Park, J., Lu, F. C., & Hedgcock, W. M. (n.d.). Relative effects of forward and backward planning on goal pursuit. Psychological science. https://pubmed.ncbi.nlm.nih.gov/28910234/

Rothstein , L., & Stromme, D. (n.d.). Celebrate the small stuff. Positive Psychology | UMN Extension. https://extension.umn.edu/two-you-video-series/celebrate-small-stuff#:~:text=According%20to%20research%20by%20Teresa,boosts%20your%20sense%20of%20confidence.

3 responses to “Power of Small Wins—Results from A Research Study”

  1. I love this! This was so informative and inspiring. I often talk about the importance of celebrating small wins on my blog as well. Thanks for sharing!

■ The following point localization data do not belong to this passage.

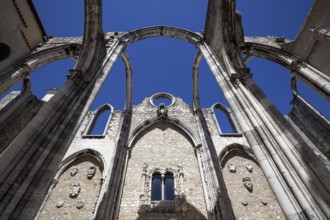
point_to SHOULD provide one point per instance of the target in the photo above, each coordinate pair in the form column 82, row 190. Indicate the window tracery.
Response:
column 162, row 190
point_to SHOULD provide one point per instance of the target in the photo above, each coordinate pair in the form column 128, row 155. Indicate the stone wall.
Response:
column 63, row 202
column 163, row 147
column 256, row 203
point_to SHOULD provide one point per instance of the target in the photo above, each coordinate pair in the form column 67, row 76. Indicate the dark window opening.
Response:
column 4, row 51
column 169, row 187
column 162, row 187
column 156, row 190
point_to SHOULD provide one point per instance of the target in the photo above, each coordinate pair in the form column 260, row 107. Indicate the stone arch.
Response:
column 76, row 187
column 273, row 49
column 144, row 126
column 36, row 60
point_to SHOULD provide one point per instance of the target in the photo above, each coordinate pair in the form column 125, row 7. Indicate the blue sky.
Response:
column 165, row 64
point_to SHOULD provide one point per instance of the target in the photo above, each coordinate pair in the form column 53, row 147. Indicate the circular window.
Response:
column 4, row 51
column 165, row 98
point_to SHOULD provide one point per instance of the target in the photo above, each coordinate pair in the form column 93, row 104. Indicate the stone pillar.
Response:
column 33, row 157
column 261, row 143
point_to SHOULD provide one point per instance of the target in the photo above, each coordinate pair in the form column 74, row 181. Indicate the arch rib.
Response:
column 267, row 48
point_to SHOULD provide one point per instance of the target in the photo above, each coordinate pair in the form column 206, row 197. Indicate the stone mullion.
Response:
column 255, row 135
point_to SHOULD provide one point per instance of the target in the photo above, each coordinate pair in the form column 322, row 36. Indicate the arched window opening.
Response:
column 169, row 186
column 156, row 189
column 224, row 122
column 100, row 121
column 162, row 187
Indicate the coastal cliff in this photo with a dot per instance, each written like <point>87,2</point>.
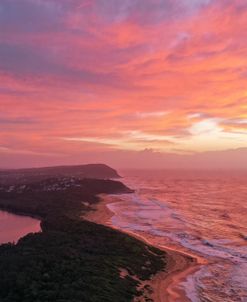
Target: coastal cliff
<point>72,259</point>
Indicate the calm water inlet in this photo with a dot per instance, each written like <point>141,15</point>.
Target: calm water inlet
<point>13,227</point>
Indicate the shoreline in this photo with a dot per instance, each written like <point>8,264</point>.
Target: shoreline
<point>180,265</point>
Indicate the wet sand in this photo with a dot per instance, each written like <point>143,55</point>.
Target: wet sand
<point>180,265</point>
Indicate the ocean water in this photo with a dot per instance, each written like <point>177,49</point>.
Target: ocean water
<point>204,213</point>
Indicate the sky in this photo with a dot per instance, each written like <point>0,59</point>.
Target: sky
<point>132,83</point>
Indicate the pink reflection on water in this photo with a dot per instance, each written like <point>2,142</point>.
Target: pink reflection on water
<point>13,227</point>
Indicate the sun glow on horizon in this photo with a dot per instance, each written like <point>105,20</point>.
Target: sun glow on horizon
<point>163,75</point>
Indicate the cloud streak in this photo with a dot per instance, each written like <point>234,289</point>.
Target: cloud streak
<point>125,75</point>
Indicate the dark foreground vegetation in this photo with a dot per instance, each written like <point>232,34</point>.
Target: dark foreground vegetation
<point>71,259</point>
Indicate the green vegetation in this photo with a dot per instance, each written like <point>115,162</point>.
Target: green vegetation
<point>71,259</point>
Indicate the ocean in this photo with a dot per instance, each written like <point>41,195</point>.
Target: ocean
<point>200,212</point>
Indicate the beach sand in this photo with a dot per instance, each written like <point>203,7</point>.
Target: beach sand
<point>165,284</point>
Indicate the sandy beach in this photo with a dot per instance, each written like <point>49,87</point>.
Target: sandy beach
<point>165,284</point>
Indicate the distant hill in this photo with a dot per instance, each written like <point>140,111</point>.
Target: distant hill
<point>99,171</point>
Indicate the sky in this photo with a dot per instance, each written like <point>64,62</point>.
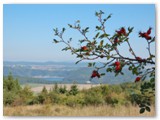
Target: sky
<point>28,28</point>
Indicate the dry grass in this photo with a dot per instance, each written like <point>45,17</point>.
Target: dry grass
<point>56,110</point>
<point>68,86</point>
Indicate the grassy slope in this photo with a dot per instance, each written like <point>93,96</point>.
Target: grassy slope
<point>55,110</point>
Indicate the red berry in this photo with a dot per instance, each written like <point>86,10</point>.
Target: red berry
<point>116,40</point>
<point>146,34</point>
<point>137,79</point>
<point>95,74</point>
<point>139,58</point>
<point>122,31</point>
<point>84,48</point>
<point>117,63</point>
<point>118,68</point>
<point>149,31</point>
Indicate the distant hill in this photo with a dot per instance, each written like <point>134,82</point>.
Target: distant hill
<point>60,72</point>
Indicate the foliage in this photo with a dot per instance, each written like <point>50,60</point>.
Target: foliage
<point>11,90</point>
<point>106,46</point>
<point>114,95</point>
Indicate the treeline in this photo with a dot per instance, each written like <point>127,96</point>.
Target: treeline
<point>123,94</point>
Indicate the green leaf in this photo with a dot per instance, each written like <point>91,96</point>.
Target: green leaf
<point>142,110</point>
<point>101,43</point>
<point>65,49</point>
<point>89,64</point>
<point>97,35</point>
<point>70,25</point>
<point>77,62</point>
<point>63,29</point>
<point>148,109</point>
<point>86,29</point>
<point>103,35</point>
<point>55,41</point>
<point>109,70</point>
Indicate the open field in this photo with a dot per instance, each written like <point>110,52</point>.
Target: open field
<point>56,110</point>
<point>38,88</point>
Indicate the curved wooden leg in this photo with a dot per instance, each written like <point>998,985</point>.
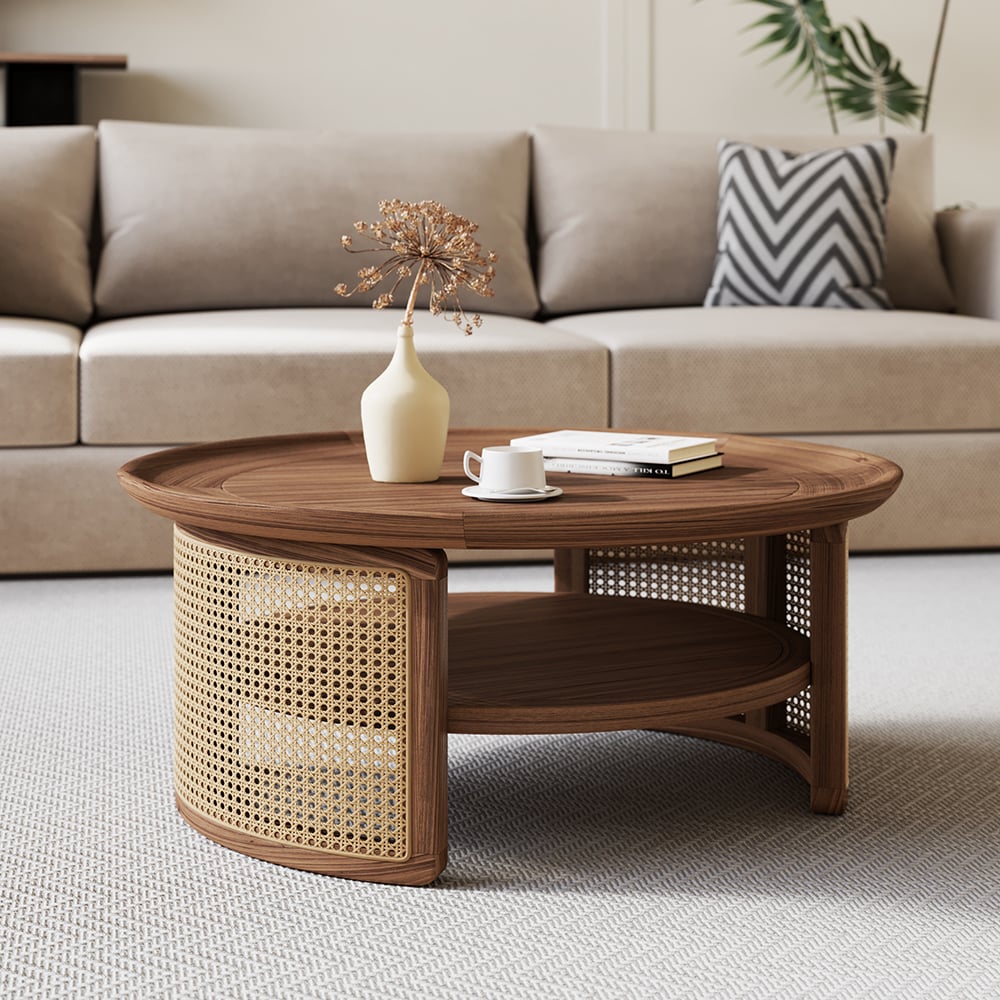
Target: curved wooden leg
<point>828,690</point>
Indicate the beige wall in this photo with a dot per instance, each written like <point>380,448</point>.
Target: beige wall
<point>460,65</point>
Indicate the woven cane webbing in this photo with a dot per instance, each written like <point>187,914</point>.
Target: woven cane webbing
<point>710,573</point>
<point>290,704</point>
<point>798,592</point>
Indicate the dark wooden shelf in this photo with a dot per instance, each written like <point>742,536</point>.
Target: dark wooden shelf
<point>42,88</point>
<point>545,663</point>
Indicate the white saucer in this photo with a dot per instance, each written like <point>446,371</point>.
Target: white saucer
<point>478,493</point>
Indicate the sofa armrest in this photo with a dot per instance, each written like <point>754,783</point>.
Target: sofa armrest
<point>970,248</point>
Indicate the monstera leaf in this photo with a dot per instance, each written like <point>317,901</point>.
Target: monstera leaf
<point>856,74</point>
<point>869,82</point>
<point>800,28</point>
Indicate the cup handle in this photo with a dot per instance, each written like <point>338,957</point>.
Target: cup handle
<point>469,456</point>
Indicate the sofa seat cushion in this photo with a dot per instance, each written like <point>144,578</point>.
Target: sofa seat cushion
<point>198,217</point>
<point>38,382</point>
<point>183,377</point>
<point>627,220</point>
<point>47,178</point>
<point>787,370</point>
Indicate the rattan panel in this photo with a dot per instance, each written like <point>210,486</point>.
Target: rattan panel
<point>291,698</point>
<point>798,615</point>
<point>710,573</point>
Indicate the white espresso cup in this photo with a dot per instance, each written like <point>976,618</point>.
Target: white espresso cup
<point>507,467</point>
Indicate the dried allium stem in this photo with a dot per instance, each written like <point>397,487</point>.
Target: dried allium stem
<point>440,243</point>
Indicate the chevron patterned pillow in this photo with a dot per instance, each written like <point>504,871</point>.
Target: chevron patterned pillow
<point>802,230</point>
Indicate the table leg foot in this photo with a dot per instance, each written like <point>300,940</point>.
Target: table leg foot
<point>828,801</point>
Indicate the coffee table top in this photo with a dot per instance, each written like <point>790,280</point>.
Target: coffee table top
<point>316,487</point>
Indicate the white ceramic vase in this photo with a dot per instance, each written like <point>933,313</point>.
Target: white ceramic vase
<point>404,417</point>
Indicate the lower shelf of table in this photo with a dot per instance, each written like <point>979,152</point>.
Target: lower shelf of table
<point>563,663</point>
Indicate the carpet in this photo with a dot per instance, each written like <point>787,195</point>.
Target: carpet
<point>630,864</point>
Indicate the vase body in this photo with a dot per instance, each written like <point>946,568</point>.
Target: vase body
<point>404,417</point>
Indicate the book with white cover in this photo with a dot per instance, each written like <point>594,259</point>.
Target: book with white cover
<point>658,449</point>
<point>651,470</point>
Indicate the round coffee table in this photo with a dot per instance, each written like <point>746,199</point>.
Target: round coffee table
<point>320,661</point>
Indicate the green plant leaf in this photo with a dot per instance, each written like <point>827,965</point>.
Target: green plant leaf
<point>801,28</point>
<point>869,82</point>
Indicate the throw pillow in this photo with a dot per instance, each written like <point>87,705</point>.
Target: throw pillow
<point>802,230</point>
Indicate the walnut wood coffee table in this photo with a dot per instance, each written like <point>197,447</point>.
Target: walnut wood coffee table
<point>320,661</point>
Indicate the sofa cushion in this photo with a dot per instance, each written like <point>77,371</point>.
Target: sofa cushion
<point>788,370</point>
<point>38,382</point>
<point>627,219</point>
<point>199,217</point>
<point>803,229</point>
<point>184,377</point>
<point>46,209</point>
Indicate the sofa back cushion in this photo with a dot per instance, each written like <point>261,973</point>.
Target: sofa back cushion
<point>46,209</point>
<point>628,219</point>
<point>198,217</point>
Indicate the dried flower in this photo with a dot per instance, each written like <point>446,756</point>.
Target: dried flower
<point>435,247</point>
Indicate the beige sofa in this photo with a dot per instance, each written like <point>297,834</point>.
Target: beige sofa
<point>168,284</point>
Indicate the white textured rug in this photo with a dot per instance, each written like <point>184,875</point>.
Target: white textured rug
<point>616,865</point>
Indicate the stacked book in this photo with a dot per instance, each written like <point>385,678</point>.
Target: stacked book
<point>612,453</point>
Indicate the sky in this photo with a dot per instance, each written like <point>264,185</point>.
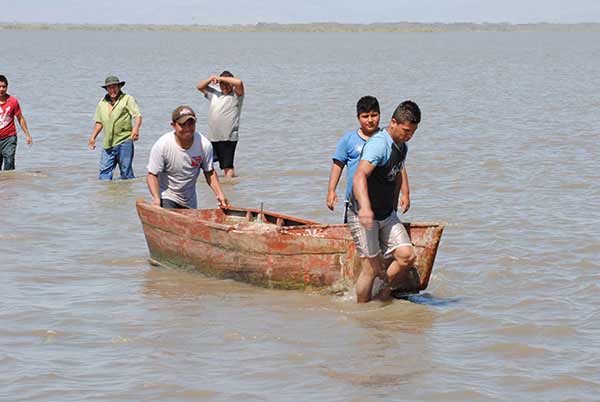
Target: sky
<point>211,12</point>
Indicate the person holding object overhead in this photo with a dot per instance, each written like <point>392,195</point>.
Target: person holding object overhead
<point>372,218</point>
<point>9,109</point>
<point>113,115</point>
<point>176,160</point>
<point>223,116</point>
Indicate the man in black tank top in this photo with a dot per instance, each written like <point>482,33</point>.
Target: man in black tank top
<point>372,218</point>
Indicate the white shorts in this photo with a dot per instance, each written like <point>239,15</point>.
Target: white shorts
<point>384,237</point>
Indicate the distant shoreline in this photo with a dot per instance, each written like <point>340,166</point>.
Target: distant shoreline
<point>319,27</point>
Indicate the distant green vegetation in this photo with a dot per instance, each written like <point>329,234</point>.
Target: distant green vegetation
<point>320,27</point>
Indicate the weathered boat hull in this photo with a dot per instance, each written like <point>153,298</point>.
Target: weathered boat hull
<point>269,249</point>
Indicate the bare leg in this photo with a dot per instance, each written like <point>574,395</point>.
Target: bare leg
<point>371,266</point>
<point>399,269</point>
<point>229,173</point>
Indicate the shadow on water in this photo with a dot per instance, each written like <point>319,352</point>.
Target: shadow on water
<point>428,299</point>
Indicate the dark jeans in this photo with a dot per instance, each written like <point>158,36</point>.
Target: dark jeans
<point>224,152</point>
<point>8,148</point>
<point>121,155</point>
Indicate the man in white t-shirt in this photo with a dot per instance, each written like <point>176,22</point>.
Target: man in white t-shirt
<point>223,116</point>
<point>176,160</point>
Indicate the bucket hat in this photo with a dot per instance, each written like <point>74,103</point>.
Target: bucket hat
<point>111,80</point>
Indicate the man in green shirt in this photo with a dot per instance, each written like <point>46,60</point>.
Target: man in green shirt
<point>114,114</point>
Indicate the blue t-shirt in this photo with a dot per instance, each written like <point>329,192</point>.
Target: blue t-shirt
<point>348,152</point>
<point>380,149</point>
<point>388,159</point>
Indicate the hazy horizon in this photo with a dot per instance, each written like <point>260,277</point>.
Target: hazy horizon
<point>203,12</point>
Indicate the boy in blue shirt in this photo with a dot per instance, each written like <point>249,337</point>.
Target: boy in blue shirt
<point>349,149</point>
<point>375,227</point>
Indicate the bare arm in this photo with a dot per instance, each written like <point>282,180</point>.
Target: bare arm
<point>203,85</point>
<point>235,82</point>
<point>154,187</point>
<point>402,187</point>
<point>405,200</point>
<point>92,141</point>
<point>135,131</point>
<point>213,181</point>
<point>334,177</point>
<point>23,125</point>
<point>361,192</point>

  2. I love celebrating the little wins! It’s always made me feel like I’m moving forward and actually achieving something! My small win today was sitting in the sun having a coffee today. Little Miss hasn’t been sleeping much all week and is teething and clingy, so I’m exhausted and needed a break. I was in a bad mood so I dropped her at the gym creche and spent about an hour relaxing and was able to clear the fun and feel much better the rest of the day 🙂

  3. Great blog post, it was encouraging and helpful. Small win for yesterday was accomplishing every single small work goal I had planned out. I’m always good about hitting my mark and instead of enjoying it as much as I should I get busy moving to the next task or mark. Thanks for the reminder!